Washington: Pakistan must pay attention to US “concerns” about its efforts to combat extremists, a senior US senator said Tuesday, warning the US wanted to keep good ties with Islamabad “but not at any price.”
Senate Armed Services Committee Chairman Carl Levin, a senior US lawmaker, expressed deep reservations about relations with Pakistan amid ties strained after the US raid that killed Osama Bin Laden in Abottabad, Pakistan.
Levin, a Democrat, said amid anger in Washington that Bin Laden lived in peace for years near a Pakistani military academy.
Levin said Islamabad should give US interrogators access to three of the Bin Laden’s widows who lived with him at the time of US operation that killed Osama Bin Laden in Abbottabad on May 2.

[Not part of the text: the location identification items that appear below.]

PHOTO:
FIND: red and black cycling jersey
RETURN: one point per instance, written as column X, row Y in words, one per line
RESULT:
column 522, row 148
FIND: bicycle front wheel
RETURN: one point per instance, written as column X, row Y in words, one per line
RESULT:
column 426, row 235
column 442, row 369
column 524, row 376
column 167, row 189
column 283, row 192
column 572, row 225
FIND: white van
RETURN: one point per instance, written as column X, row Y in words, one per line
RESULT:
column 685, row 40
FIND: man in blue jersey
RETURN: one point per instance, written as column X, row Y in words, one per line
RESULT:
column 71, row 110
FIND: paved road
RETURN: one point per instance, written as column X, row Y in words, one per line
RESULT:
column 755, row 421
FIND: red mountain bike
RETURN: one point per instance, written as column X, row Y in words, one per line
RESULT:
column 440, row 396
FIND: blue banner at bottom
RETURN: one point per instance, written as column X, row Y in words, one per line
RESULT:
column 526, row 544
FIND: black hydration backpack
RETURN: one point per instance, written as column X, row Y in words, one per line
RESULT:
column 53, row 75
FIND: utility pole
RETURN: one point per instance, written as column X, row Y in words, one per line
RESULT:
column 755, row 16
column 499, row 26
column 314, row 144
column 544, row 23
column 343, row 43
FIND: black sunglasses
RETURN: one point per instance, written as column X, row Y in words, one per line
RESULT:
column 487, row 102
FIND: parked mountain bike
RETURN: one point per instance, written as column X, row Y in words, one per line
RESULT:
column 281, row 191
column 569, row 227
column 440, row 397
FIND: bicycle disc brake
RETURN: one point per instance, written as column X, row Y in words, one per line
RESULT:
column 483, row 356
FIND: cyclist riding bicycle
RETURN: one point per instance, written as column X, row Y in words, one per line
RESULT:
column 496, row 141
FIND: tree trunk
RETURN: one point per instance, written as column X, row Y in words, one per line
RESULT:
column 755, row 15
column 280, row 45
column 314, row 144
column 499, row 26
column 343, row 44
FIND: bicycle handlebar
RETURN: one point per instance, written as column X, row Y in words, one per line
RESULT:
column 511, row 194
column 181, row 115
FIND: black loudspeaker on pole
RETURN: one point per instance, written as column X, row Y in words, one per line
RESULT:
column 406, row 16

“That would show that they were trying to be responsive to our concerns. They ought to respond to our concerns,” said the senator, who cautioned that cooperation against extremists “should not be dependent upon certain moods of either party.”
The US is keen to query the three widows of Bin Laden in hopes of finding out more details of Al-Qaeda’s reach and organization, as well as details of Bin Laden’s life last years.
Levin said Washington should formally object to Pakistan leaking the name of the CIA station chief in Islamabad “if they leaked it,” but acknowledged that this would be unlikely to have much force amid anti-US anger there.
“They are trying to show that they are not responding affirmatively to too many things we are asking for these days,” he said.